Trem-bala tem custos incorretos, diz engenheiro
Comitê Brasileiro de Túneis aponta discrepâncias no estudo do governo
Os custos para construção do trem de alta velocidade (TAV) entre Rio de Janeiro, São Paulo e Campinas apresentam discrepâncias nos preços de escavação de túneis. A constatação é do presidente do Comitê Brasileiro de Túneis (CBT), Tarcísio Celestino, com base no projeto do governo federal.
Os túneis em área rural, por exemplo, são 46% mais caros que na área urbana, quando normalmente ocorre o contrário.
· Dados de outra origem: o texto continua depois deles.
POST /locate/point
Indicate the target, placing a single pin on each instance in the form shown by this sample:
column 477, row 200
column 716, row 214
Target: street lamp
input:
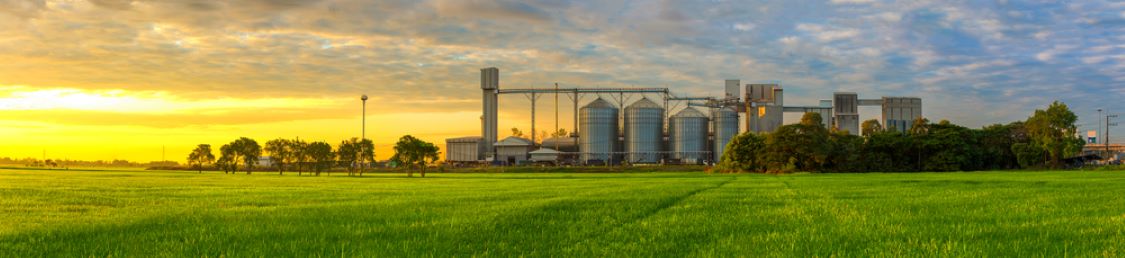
column 362, row 136
column 1107, row 132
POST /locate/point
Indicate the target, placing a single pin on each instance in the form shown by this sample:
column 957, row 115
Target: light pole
column 1096, row 138
column 362, row 136
column 1107, row 132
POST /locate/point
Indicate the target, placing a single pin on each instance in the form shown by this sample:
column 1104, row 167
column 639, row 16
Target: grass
column 667, row 214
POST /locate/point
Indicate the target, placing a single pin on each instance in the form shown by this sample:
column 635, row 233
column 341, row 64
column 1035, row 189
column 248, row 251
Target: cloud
column 424, row 55
column 851, row 1
column 744, row 26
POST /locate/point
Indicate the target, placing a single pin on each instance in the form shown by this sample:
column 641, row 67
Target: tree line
column 286, row 154
column 1042, row 141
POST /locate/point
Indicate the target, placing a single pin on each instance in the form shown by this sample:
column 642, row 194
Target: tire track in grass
column 664, row 205
column 676, row 199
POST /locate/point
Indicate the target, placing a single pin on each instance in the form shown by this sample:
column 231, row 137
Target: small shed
column 545, row 154
column 513, row 150
column 468, row 149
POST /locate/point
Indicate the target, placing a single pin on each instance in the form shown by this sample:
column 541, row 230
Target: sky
column 147, row 80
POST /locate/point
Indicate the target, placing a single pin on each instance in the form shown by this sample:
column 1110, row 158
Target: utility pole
column 557, row 138
column 1107, row 132
column 362, row 135
column 1098, row 136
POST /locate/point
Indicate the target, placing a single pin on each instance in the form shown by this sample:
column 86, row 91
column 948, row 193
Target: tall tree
column 200, row 156
column 798, row 147
column 249, row 150
column 743, row 154
column 1054, row 132
column 299, row 156
column 354, row 152
column 228, row 158
column 280, row 152
column 322, row 157
column 413, row 152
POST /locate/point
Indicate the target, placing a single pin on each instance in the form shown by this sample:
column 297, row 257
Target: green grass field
column 668, row 214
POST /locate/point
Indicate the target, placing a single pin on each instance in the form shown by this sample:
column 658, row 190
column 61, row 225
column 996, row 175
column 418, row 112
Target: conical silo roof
column 599, row 104
column 644, row 103
column 690, row 113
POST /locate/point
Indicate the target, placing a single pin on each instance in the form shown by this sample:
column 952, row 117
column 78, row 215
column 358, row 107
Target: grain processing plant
column 654, row 125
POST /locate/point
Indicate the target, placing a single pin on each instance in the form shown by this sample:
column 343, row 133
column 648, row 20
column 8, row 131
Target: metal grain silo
column 597, row 131
column 687, row 131
column 644, row 132
column 725, row 123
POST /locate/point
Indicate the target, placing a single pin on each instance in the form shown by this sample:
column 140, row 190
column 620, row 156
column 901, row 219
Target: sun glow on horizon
column 146, row 101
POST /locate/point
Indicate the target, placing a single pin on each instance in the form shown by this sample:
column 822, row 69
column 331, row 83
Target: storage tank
column 687, row 134
column 644, row 132
column 725, row 125
column 597, row 131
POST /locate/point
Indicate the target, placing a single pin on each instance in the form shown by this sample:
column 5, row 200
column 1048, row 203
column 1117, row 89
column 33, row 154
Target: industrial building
column 612, row 130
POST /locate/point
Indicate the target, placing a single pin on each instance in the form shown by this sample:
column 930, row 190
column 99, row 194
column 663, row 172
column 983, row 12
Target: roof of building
column 545, row 151
column 690, row 113
column 465, row 139
column 513, row 141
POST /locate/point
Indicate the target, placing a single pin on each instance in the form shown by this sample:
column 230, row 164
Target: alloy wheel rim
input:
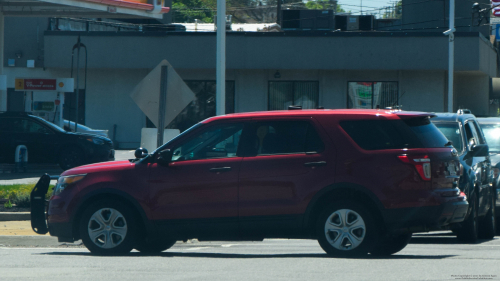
column 345, row 229
column 107, row 228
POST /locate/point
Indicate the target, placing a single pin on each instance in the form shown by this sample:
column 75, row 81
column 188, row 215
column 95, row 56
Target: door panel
column 196, row 196
column 190, row 190
column 285, row 165
column 279, row 184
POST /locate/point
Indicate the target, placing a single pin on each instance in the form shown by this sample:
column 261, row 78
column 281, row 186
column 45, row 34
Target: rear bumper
column 38, row 204
column 418, row 219
column 63, row 231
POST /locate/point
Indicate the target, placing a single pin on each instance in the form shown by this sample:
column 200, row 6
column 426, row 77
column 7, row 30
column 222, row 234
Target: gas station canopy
column 84, row 8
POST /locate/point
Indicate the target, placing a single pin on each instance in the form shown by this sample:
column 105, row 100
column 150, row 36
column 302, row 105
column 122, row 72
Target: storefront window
column 368, row 95
column 284, row 94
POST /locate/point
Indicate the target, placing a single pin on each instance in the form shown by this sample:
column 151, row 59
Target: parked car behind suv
column 491, row 130
column 48, row 143
column 358, row 181
column 463, row 130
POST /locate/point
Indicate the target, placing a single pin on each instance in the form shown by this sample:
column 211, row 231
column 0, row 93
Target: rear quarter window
column 394, row 134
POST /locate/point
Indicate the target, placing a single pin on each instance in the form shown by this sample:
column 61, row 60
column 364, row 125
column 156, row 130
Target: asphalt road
column 428, row 257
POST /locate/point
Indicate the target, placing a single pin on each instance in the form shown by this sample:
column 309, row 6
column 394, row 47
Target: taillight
column 421, row 162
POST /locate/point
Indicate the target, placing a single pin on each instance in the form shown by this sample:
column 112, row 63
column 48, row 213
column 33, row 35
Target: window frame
column 370, row 81
column 249, row 134
column 202, row 130
column 293, row 90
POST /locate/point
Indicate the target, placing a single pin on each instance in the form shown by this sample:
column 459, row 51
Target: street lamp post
column 451, row 54
column 220, row 96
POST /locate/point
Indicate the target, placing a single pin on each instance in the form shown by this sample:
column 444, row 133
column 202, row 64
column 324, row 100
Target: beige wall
column 472, row 92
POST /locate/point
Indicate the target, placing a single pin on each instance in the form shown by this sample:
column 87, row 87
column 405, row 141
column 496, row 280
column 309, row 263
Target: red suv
column 358, row 181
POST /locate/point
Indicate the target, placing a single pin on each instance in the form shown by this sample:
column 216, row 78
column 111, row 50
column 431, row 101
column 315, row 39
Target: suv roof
column 390, row 114
column 14, row 113
column 488, row 120
column 453, row 117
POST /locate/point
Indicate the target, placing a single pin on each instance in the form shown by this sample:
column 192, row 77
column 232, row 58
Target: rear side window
column 394, row 134
column 284, row 137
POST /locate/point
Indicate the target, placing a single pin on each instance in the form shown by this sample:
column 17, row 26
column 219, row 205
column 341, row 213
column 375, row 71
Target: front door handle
column 220, row 170
column 315, row 164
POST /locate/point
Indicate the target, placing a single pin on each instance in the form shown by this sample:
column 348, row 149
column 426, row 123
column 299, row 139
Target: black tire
column 358, row 234
column 112, row 236
column 71, row 157
column 469, row 230
column 391, row 245
column 154, row 246
column 488, row 225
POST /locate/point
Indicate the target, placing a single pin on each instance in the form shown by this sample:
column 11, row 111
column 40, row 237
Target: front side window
column 369, row 95
column 478, row 132
column 492, row 135
column 452, row 132
column 11, row 125
column 284, row 94
column 216, row 142
column 471, row 139
column 33, row 127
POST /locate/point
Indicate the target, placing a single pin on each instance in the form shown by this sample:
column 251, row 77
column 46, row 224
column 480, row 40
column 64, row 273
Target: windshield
column 181, row 134
column 51, row 125
column 452, row 131
column 492, row 135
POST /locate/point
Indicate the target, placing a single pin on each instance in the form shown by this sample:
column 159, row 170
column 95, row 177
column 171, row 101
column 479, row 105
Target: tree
column 325, row 5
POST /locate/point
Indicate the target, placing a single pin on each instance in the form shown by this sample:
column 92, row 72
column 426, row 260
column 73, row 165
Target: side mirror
column 480, row 150
column 165, row 157
column 141, row 152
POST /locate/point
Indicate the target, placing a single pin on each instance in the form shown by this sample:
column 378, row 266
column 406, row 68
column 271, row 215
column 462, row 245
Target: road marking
column 198, row 248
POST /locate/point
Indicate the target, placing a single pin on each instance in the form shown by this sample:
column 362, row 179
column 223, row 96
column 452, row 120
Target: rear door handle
column 315, row 164
column 220, row 170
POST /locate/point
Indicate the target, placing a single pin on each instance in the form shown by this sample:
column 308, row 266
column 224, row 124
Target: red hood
column 100, row 167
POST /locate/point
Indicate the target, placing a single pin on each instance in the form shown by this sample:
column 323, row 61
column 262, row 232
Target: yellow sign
column 19, row 84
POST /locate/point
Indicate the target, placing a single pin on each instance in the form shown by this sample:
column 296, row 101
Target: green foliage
column 324, row 5
column 19, row 194
column 189, row 10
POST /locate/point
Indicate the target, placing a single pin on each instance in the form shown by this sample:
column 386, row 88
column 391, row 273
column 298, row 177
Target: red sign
column 35, row 84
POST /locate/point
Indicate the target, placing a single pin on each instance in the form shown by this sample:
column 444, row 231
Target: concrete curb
column 15, row 216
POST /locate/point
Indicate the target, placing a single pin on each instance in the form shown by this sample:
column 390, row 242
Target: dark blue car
column 463, row 130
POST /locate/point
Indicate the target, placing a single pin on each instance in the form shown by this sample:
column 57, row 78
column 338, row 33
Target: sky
column 367, row 5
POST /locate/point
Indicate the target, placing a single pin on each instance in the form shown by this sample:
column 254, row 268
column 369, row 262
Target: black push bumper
column 38, row 204
column 426, row 218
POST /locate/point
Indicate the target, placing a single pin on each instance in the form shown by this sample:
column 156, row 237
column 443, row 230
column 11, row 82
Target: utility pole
column 220, row 96
column 278, row 12
column 451, row 54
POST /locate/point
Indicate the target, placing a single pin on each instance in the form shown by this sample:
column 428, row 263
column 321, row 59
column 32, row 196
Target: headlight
column 96, row 141
column 64, row 182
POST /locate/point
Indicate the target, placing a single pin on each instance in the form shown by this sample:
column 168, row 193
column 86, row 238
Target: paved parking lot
column 428, row 257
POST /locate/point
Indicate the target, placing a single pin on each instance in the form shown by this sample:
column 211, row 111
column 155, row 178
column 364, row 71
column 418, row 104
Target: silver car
column 491, row 130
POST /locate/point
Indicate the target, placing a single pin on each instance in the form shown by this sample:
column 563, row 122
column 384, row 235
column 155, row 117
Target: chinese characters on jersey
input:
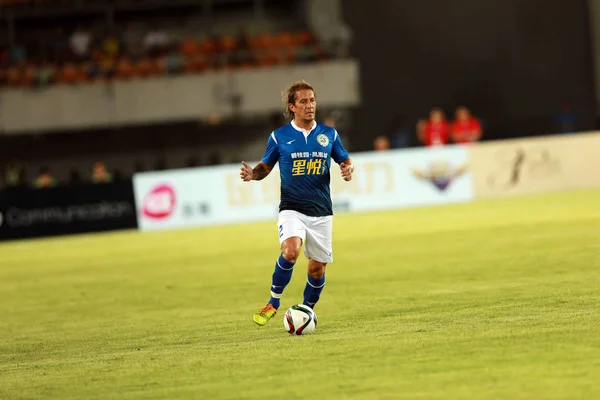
column 306, row 163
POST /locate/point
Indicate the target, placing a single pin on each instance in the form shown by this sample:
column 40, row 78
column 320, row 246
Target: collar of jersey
column 305, row 131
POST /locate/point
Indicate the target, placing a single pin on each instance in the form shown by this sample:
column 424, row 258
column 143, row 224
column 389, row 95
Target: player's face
column 305, row 106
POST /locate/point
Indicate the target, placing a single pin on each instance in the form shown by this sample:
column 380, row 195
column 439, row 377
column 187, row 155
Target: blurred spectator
column 173, row 62
column 566, row 119
column 59, row 45
column 466, row 128
column 45, row 74
column 400, row 133
column 43, row 50
column 100, row 174
column 44, row 179
column 133, row 40
column 125, row 68
column 18, row 54
column 111, row 46
column 381, row 143
column 434, row 131
column 80, row 42
column 156, row 42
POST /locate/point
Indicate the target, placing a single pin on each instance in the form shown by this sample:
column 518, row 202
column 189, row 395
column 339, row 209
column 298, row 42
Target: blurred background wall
column 160, row 84
column 515, row 63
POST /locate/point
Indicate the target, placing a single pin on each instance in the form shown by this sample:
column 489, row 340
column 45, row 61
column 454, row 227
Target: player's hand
column 246, row 172
column 347, row 170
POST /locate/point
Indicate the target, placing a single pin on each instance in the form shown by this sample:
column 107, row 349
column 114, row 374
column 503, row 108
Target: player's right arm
column 266, row 165
column 255, row 174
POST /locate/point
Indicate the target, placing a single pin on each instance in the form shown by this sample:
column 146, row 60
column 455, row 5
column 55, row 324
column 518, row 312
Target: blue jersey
column 304, row 163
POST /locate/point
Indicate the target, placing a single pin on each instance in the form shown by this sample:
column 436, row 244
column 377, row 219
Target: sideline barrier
column 536, row 165
column 384, row 180
column 28, row 213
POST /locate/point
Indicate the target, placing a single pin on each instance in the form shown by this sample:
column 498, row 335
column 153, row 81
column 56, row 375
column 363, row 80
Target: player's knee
column 316, row 269
column 290, row 253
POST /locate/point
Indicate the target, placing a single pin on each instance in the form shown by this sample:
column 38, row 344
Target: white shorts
column 315, row 232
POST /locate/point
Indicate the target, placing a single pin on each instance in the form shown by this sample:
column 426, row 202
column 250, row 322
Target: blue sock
column 312, row 290
column 281, row 277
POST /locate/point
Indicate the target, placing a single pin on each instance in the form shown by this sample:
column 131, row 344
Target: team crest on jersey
column 323, row 140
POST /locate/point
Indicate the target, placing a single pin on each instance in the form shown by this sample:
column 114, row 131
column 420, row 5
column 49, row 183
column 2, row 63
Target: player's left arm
column 340, row 155
column 347, row 167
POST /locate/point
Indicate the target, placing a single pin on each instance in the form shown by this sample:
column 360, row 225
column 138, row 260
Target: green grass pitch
column 496, row 299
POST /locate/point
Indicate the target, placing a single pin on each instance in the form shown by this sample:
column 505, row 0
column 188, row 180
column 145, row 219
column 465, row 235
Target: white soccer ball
column 300, row 320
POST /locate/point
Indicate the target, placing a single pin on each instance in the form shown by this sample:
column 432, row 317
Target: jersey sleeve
column 338, row 152
column 272, row 152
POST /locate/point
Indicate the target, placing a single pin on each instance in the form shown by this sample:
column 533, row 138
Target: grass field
column 492, row 300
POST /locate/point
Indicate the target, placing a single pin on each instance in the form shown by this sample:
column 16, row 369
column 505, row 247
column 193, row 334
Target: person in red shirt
column 435, row 131
column 466, row 128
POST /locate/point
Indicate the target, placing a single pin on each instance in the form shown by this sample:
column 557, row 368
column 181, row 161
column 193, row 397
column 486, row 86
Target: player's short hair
column 289, row 96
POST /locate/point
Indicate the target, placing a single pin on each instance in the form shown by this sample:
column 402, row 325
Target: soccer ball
column 300, row 320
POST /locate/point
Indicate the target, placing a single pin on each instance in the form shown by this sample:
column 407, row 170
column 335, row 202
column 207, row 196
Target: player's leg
column 284, row 267
column 318, row 250
column 314, row 283
column 291, row 237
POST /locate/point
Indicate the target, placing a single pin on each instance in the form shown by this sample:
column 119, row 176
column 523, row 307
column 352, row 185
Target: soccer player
column 304, row 150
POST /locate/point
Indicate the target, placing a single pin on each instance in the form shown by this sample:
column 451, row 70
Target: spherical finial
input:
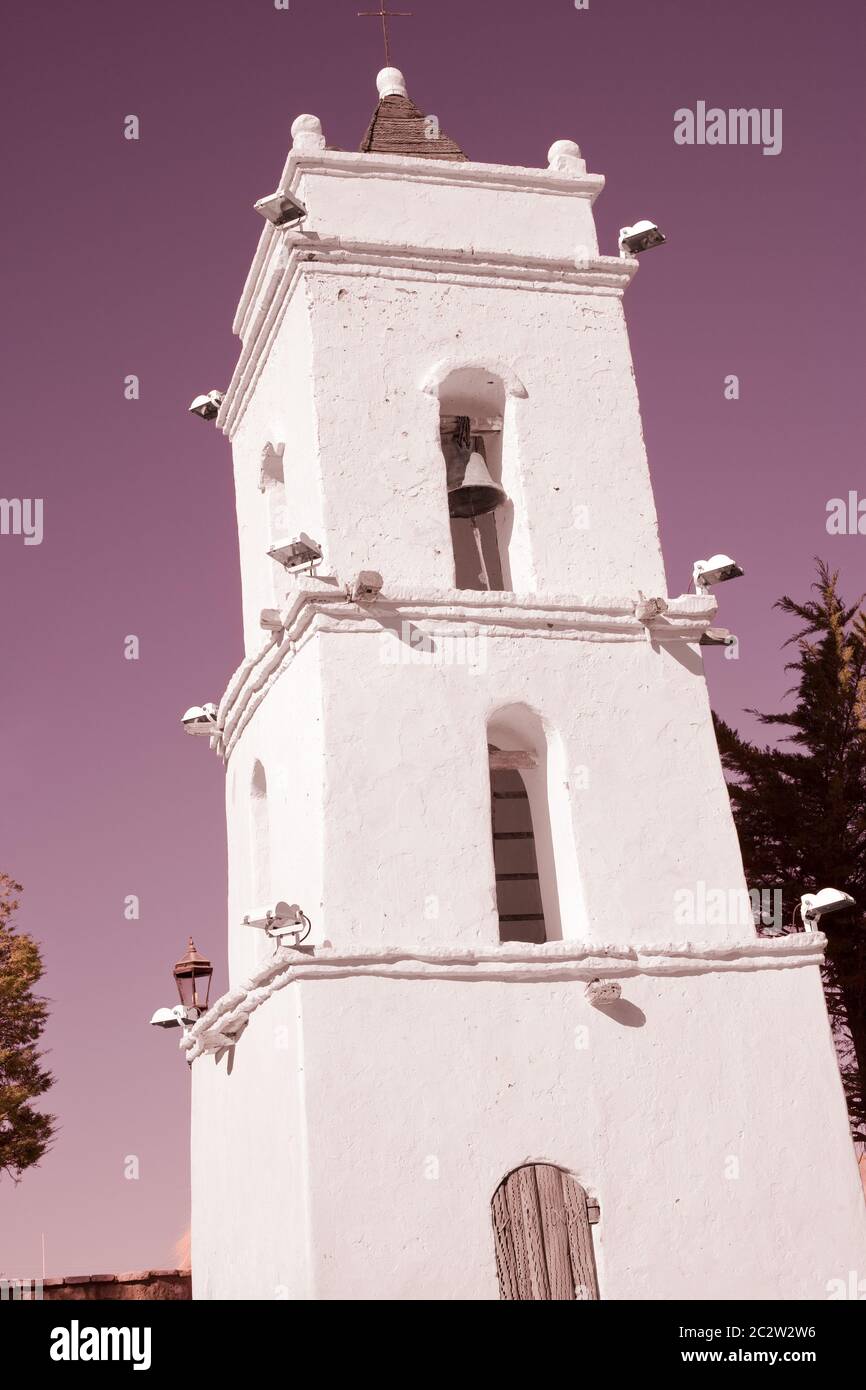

O preço de escavação de túnel simples - com uma via e 7,85 metros de diâmetro - é 17% mais caro que o duplo, de 16 metros.
Nos 510 quilômetros do traçado do trem-bala, 90,9 quilômetros (18% da obra) devem ter túneis, segundo o estudo elaborado pelo consórcio Halcrow/Sinergia, contratado pela Agência Nacional de Transportes Terrestres (ANTT). As obras civis, que incluem 107,8 quilômetros de pontes e viadutos, vão custar R$ 24,5 bilhões, cerca de 71% de todo o projeto, orçado em R$ 34,6 bilhões.
O preço do metro escavado de túnel em local onde o solo é composto por rocha é só 4% mais barato do que o mesmo serviço em local onde o solo é mole. "Em casos reais de rocha de boa qualidade, a diferença pode superar 50%. Não vou dizer que a obra é cara ou barata, mas a planilha é inconsistente. Apoiamos o empreendimento, mas há necessidade de apontar mudanças de rumo", disse o presidente do CBT, no seminário A Engenharia Nacional e o TAV, realizado no Instituto de Engenharia, em São Paulo. O metro escavado de túnel em área rural, sem grandes interferências na superfície, foi estimado no estudo em R$ 160,9 mil, enquanto em área urbana é de R$ 86,7 mil.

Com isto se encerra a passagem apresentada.